Chancellor Rachel Reeves has unveiled her spending review, promising £39 billion for social and affordable housing, an extension to free school meals and the £3 bus fare cap, and a 3 per cent spending increase for the NHS a year, after inflation.

This is the first multi-year spending review since 2021 and will set the day-to-day budgets of government departments over the next three years.

The Home Office day-to-day budget will go down by 1.7% in real terms over the next three years, while the "spending power" of police forces will go up by an average 2.3% per year in real terms by 2029. Annual funding for the Border Security Command, will increase by up to £280m by 2029.

The Ministry of Defence day-to-day budget will go up 0.7 per cent in real terms and defence spending will rise from 2.3 per cent to 2.5 per cent of overall economic output by 2027.
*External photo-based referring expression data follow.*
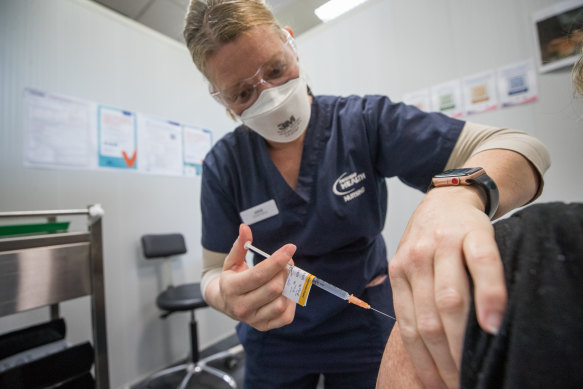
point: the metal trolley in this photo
(39, 270)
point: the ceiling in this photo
(167, 16)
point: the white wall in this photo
(77, 48)
(392, 47)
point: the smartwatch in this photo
(470, 176)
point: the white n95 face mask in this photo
(281, 113)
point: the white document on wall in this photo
(479, 91)
(117, 138)
(447, 98)
(160, 145)
(59, 131)
(197, 143)
(517, 83)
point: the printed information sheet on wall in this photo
(62, 132)
(117, 138)
(197, 143)
(479, 93)
(517, 84)
(421, 99)
(447, 98)
(160, 145)
(58, 131)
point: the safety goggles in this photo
(278, 70)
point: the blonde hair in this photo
(213, 23)
(577, 74)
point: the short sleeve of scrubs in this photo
(408, 143)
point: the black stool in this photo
(181, 298)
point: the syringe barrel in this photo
(330, 288)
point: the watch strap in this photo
(491, 190)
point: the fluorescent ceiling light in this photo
(334, 8)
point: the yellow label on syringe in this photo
(297, 286)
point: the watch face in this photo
(458, 172)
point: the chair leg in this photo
(170, 370)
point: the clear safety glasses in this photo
(278, 70)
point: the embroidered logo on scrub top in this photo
(346, 186)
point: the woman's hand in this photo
(447, 235)
(254, 295)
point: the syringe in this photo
(324, 285)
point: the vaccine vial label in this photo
(298, 284)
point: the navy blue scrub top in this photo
(334, 217)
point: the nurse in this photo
(303, 177)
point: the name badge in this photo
(259, 212)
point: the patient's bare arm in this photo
(397, 371)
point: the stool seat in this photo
(184, 297)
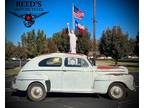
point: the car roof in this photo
(63, 55)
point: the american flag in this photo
(78, 13)
(80, 27)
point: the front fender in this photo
(24, 79)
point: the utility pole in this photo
(94, 30)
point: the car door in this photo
(77, 76)
(52, 68)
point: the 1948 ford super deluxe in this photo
(71, 73)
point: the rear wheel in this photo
(36, 92)
(117, 91)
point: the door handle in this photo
(64, 70)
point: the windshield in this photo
(91, 60)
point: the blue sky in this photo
(109, 13)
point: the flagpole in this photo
(73, 20)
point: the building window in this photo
(52, 62)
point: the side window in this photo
(75, 62)
(54, 62)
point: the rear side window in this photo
(75, 62)
(51, 62)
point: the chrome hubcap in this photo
(116, 92)
(36, 92)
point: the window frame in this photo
(42, 63)
(66, 62)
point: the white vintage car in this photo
(71, 73)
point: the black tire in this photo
(36, 92)
(117, 91)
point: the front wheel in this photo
(117, 91)
(36, 92)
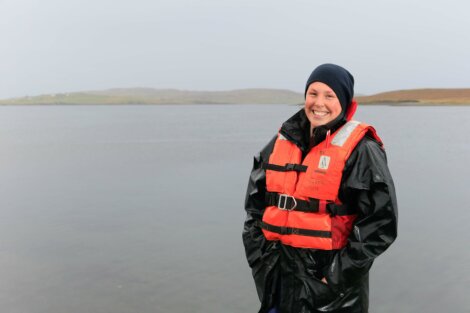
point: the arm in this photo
(254, 241)
(368, 186)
Chief Constable Gavin Stephens, chair of the National Police Chiefs Council, said: “We recognise that the Government faces tough financial choices. In the face of these challenges, it’s now more important than ever that police chiefs and government continue to unite behind radical reform for policing, and crucially, give forces the flexibility they need to modernise their workforce.
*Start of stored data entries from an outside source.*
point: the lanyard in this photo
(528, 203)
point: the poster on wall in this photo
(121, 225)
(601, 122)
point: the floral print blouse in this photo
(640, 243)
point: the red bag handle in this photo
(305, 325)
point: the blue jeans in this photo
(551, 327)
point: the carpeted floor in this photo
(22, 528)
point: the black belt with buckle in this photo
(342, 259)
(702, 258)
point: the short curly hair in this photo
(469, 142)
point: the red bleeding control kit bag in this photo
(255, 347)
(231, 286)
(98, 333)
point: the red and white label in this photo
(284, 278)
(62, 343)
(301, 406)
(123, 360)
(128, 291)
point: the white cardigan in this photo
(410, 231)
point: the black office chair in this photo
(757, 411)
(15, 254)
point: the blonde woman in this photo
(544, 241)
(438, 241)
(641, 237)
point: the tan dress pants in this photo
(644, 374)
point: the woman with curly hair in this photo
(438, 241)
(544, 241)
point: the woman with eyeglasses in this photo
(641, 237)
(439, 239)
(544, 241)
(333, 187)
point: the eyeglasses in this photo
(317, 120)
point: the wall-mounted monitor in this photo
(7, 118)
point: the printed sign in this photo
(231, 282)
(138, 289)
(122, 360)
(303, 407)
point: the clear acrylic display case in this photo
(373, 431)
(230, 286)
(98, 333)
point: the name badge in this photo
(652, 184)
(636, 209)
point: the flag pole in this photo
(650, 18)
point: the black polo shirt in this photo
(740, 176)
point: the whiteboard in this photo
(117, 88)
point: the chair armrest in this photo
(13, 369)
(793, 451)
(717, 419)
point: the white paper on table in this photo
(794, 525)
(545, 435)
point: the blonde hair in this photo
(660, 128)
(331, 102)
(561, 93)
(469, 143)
“Despite the news today, our ambition to tackle violence against women and girls, reduce knife crime and build confidence in local policing remains.

“However, it is clear that this is an incredibly challenging outcome for policing. In real terms, today’s increase in funding will cover little more than annual inflationary pay increases for officers and staff.

“We fully support the Government’s drive to cut crime and grow officer numbers, but for these to succeed, investment in policing must live up to the ambition.”